The engineering response begins with surge analysis. During the design phase of a terminal, computational hydraulic modelling is employed to predict how surge pressures might develop across a variety of operational scenarios. Mr Özutku states that the key variables — pipeline length, fluid density, pump characteristics, and valve closure rates — must be considered holistically. “By simulating operational and emergency cases, engineers can define maximum allowable flow rates and determine safe valve actuation profiles,” he notes.
At play are the practical complexities that occur during loading operations. At such large facilities, the volume of LPG transferred and the infrastructure required to manage loading rates introduces considerable surge risk. Long pipeline runs, multiple valve stations, and the presence of ESD systems on both ship and shore complicate the hydraulic response.
“The surge risk profile changes and analysis must be ongoing”

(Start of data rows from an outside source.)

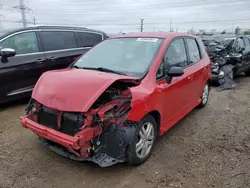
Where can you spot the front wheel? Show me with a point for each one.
(143, 142)
(204, 96)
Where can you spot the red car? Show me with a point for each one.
(110, 105)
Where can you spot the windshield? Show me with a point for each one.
(228, 41)
(130, 56)
(3, 32)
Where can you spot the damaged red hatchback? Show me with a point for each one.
(111, 104)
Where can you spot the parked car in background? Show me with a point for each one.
(27, 53)
(112, 103)
(229, 58)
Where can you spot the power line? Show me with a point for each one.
(158, 6)
(23, 9)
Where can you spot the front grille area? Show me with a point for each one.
(71, 122)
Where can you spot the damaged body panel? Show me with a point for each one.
(229, 58)
(99, 133)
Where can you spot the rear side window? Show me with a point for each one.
(176, 54)
(85, 39)
(246, 41)
(193, 50)
(23, 43)
(58, 40)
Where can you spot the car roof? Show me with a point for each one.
(152, 35)
(59, 27)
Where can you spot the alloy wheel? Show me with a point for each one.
(145, 141)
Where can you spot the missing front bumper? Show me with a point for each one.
(106, 149)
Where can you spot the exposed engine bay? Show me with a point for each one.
(103, 132)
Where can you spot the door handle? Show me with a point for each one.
(39, 60)
(53, 58)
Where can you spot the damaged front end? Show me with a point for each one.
(101, 134)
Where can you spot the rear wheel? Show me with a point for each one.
(143, 142)
(204, 96)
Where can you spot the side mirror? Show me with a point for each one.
(175, 71)
(7, 52)
(242, 49)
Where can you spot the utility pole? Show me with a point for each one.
(1, 25)
(34, 20)
(23, 9)
(170, 25)
(142, 20)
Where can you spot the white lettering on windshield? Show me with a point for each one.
(147, 39)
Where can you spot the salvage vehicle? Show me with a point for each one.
(27, 53)
(112, 103)
(229, 58)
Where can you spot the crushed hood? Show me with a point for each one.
(73, 90)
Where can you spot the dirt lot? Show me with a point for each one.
(208, 148)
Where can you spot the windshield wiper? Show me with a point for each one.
(77, 67)
(103, 69)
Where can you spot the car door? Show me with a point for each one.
(247, 51)
(174, 95)
(196, 68)
(20, 73)
(60, 48)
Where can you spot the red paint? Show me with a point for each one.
(76, 90)
(73, 90)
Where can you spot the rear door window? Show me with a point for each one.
(86, 39)
(58, 40)
(23, 43)
(193, 50)
(176, 54)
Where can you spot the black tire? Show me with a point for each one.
(204, 102)
(131, 154)
(247, 73)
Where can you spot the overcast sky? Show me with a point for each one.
(124, 15)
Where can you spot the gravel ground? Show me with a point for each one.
(208, 148)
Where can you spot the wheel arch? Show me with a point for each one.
(157, 116)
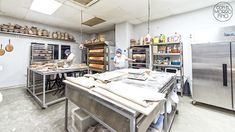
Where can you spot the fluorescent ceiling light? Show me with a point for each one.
(45, 6)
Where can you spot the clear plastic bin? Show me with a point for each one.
(81, 121)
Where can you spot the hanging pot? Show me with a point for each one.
(2, 51)
(9, 47)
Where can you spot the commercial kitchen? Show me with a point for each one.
(117, 66)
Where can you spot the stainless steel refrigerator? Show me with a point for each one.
(213, 68)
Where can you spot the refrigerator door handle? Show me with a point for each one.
(225, 79)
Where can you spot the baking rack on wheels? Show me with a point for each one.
(115, 116)
(37, 84)
(168, 57)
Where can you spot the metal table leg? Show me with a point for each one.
(165, 117)
(44, 92)
(66, 115)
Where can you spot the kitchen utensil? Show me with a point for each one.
(9, 47)
(2, 51)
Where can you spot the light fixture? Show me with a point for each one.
(45, 6)
(148, 37)
(81, 46)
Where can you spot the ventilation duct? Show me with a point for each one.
(93, 21)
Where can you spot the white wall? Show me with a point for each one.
(15, 63)
(184, 24)
(123, 34)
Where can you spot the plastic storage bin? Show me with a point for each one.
(81, 121)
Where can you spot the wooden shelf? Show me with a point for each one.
(33, 36)
(95, 44)
(133, 46)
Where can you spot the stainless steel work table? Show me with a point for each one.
(31, 87)
(115, 116)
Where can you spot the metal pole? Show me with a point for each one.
(44, 92)
(66, 115)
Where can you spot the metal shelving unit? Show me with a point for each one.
(157, 55)
(41, 53)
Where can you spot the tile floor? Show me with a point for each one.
(20, 113)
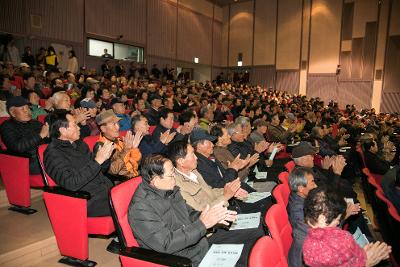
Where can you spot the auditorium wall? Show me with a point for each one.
(334, 49)
(169, 30)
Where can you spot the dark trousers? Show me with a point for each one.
(248, 237)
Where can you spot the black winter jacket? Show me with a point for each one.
(71, 166)
(23, 137)
(162, 221)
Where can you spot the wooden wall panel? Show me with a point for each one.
(288, 81)
(263, 76)
(392, 67)
(264, 32)
(347, 26)
(118, 17)
(13, 18)
(356, 58)
(241, 33)
(161, 35)
(369, 47)
(217, 44)
(323, 86)
(390, 102)
(289, 34)
(194, 37)
(325, 36)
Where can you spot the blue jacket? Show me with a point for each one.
(125, 122)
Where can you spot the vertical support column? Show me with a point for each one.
(383, 28)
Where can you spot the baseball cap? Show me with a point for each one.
(87, 103)
(303, 149)
(200, 134)
(106, 116)
(16, 101)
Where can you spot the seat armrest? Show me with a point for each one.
(15, 154)
(65, 192)
(156, 257)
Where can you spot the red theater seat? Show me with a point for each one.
(14, 169)
(281, 194)
(290, 166)
(67, 211)
(279, 227)
(131, 254)
(91, 141)
(266, 253)
(284, 177)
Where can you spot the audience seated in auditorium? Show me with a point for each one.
(224, 156)
(330, 171)
(152, 114)
(391, 186)
(279, 134)
(125, 159)
(181, 230)
(119, 109)
(36, 109)
(21, 134)
(194, 189)
(374, 163)
(70, 164)
(328, 245)
(150, 144)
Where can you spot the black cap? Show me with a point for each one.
(200, 134)
(303, 149)
(116, 100)
(16, 101)
(154, 96)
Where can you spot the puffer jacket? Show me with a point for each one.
(23, 137)
(72, 167)
(162, 221)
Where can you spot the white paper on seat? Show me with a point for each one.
(260, 175)
(256, 196)
(349, 200)
(222, 255)
(272, 156)
(246, 221)
(360, 238)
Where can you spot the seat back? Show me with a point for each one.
(281, 194)
(15, 175)
(266, 253)
(290, 166)
(373, 182)
(284, 177)
(69, 222)
(91, 141)
(151, 129)
(279, 227)
(42, 118)
(47, 180)
(120, 197)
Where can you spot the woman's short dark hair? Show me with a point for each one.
(217, 130)
(152, 165)
(56, 120)
(135, 119)
(186, 117)
(367, 144)
(177, 150)
(327, 202)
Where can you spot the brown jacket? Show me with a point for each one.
(198, 195)
(223, 155)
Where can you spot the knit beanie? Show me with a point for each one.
(332, 247)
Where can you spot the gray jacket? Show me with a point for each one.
(162, 221)
(299, 232)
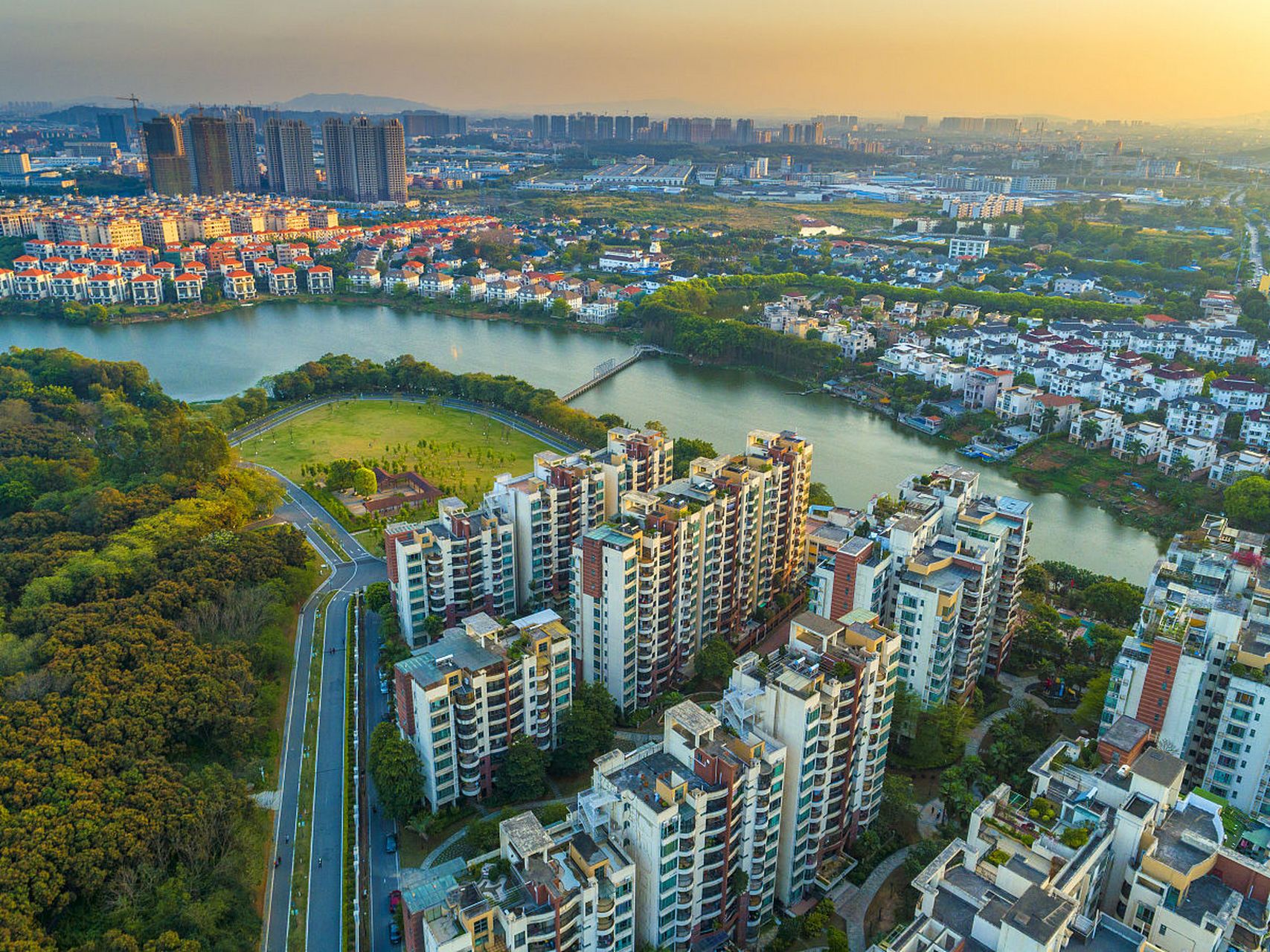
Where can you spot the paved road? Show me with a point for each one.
(278, 887)
(853, 907)
(384, 867)
(325, 884)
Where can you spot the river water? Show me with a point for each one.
(858, 454)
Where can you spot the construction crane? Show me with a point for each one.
(136, 113)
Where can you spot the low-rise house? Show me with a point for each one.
(1128, 398)
(1234, 466)
(436, 283)
(1053, 414)
(240, 286)
(957, 341)
(856, 341)
(1255, 429)
(1077, 353)
(572, 300)
(1174, 381)
(106, 289)
(32, 285)
(597, 311)
(952, 375)
(1126, 366)
(982, 386)
(365, 280)
(988, 353)
(998, 333)
(190, 286)
(463, 700)
(562, 889)
(1074, 285)
(1076, 381)
(1239, 395)
(533, 294)
(1222, 347)
(282, 281)
(1196, 416)
(1038, 343)
(475, 286)
(321, 280)
(1141, 442)
(1187, 457)
(1015, 402)
(147, 289)
(69, 286)
(402, 277)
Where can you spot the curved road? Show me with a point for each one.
(325, 905)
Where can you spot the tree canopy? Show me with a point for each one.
(1248, 503)
(395, 771)
(143, 653)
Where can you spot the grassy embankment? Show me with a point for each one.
(1135, 494)
(456, 451)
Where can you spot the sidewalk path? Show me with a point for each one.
(855, 907)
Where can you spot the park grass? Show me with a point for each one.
(456, 451)
(325, 536)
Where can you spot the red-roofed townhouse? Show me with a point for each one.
(190, 286)
(282, 281)
(321, 280)
(69, 286)
(240, 286)
(147, 289)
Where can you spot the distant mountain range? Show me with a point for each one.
(350, 103)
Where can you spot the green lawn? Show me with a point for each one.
(459, 452)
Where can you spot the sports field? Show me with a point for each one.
(459, 452)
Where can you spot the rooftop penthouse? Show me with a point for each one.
(1101, 856)
(564, 891)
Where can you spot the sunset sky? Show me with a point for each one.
(1096, 59)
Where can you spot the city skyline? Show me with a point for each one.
(1091, 62)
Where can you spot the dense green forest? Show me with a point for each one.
(144, 650)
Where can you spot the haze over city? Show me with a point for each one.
(577, 476)
(1160, 61)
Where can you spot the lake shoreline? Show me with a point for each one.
(858, 454)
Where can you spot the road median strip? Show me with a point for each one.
(350, 643)
(298, 933)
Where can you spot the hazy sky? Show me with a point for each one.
(1096, 59)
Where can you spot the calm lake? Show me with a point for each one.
(858, 454)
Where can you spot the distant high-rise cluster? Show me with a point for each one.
(589, 127)
(289, 155)
(365, 160)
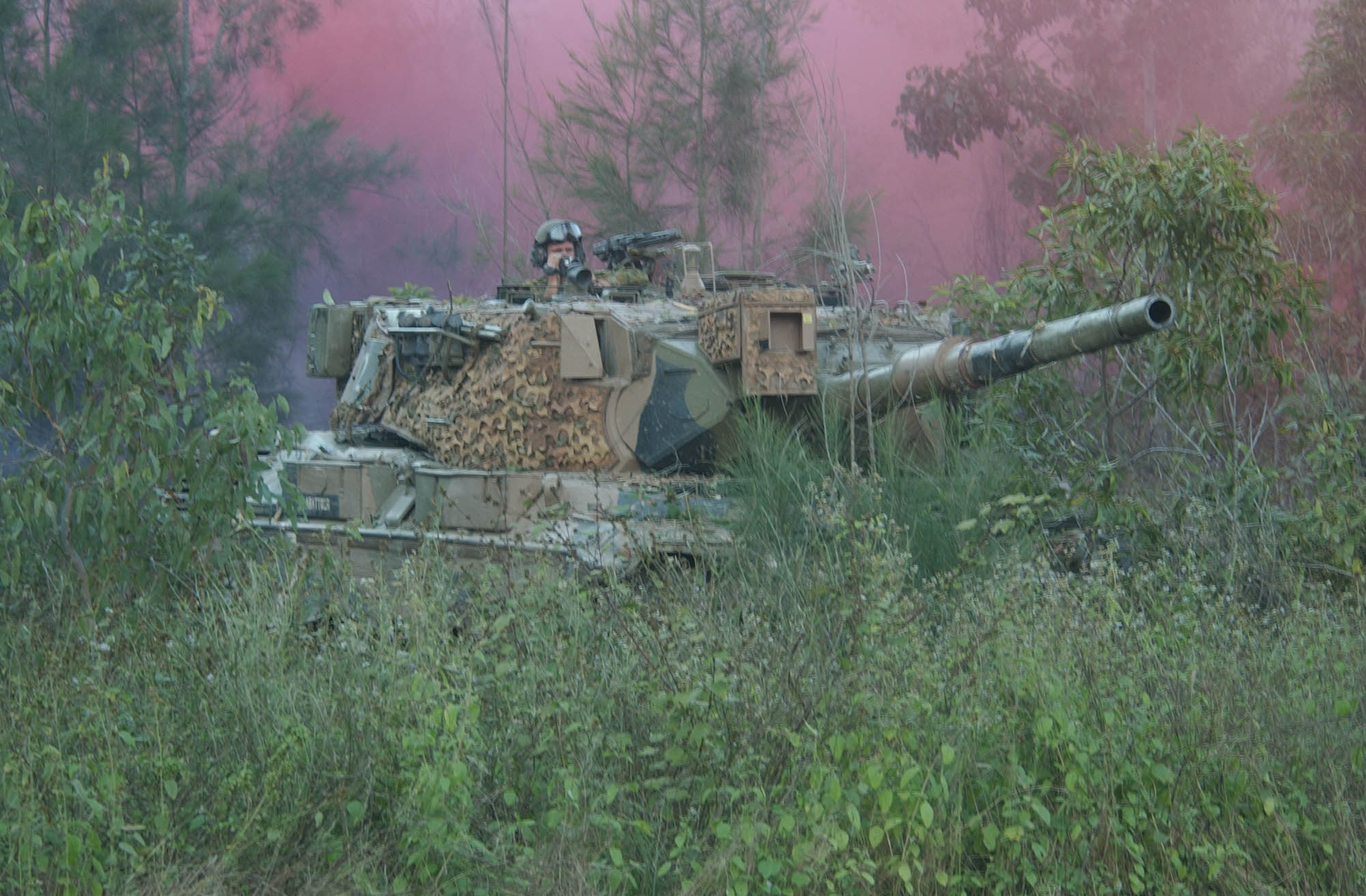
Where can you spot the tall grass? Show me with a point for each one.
(863, 699)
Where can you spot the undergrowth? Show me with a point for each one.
(827, 710)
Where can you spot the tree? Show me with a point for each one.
(1192, 223)
(680, 109)
(1319, 147)
(104, 415)
(167, 84)
(1091, 68)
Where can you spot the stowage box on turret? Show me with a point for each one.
(592, 428)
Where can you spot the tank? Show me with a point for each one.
(591, 428)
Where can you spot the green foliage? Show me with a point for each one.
(1189, 223)
(109, 421)
(167, 85)
(1318, 147)
(1093, 68)
(1133, 733)
(686, 96)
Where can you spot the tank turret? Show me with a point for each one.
(592, 427)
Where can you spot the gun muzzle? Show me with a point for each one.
(958, 365)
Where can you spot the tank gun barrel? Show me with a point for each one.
(960, 364)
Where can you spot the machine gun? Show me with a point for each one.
(639, 249)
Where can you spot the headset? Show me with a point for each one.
(557, 232)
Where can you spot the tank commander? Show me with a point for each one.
(558, 252)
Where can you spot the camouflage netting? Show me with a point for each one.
(506, 409)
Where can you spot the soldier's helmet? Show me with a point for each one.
(557, 232)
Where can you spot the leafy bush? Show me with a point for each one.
(106, 419)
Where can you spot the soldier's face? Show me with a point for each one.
(555, 252)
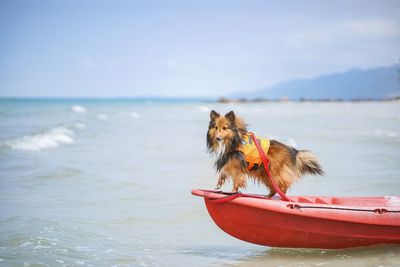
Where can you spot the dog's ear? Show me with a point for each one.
(214, 115)
(230, 115)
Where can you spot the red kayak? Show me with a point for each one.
(307, 221)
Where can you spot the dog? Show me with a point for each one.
(226, 137)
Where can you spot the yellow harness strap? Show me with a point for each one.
(250, 152)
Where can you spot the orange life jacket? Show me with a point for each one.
(250, 152)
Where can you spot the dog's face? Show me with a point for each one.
(222, 132)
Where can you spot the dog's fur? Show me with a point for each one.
(287, 164)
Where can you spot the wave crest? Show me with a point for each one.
(37, 142)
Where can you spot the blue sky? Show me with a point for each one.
(186, 48)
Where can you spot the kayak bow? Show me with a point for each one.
(308, 221)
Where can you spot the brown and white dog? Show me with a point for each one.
(287, 164)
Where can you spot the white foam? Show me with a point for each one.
(102, 117)
(204, 109)
(49, 139)
(79, 109)
(134, 114)
(385, 133)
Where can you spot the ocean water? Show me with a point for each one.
(107, 182)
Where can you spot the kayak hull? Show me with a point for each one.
(308, 222)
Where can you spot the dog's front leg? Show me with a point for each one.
(221, 181)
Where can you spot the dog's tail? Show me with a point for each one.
(307, 163)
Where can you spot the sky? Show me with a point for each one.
(70, 48)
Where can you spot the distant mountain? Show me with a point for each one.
(377, 83)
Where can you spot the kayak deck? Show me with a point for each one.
(308, 221)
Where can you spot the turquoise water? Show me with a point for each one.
(107, 182)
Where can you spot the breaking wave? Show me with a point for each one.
(79, 109)
(48, 139)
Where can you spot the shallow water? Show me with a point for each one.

The configuration and co-ordination of these systems are especially critical during ESD. In such scenarios, the shore-side system must respond in synchrony with the vessel systems. A mismatch in ESD timing can lead to over-pressurisation of hoses or hard arms. Mr Özutku explains: “If the ship’s ESD valves begin closing before the terminal system halts flow, surge pressures can rise rapidly. The rupture of cargo arms or failure of flexible joints is a real possibility.” To mitigate this, some terminals are equipped with surge drums at the loading jetty, capable of absorbing the pressure wave and protecting the downstream system.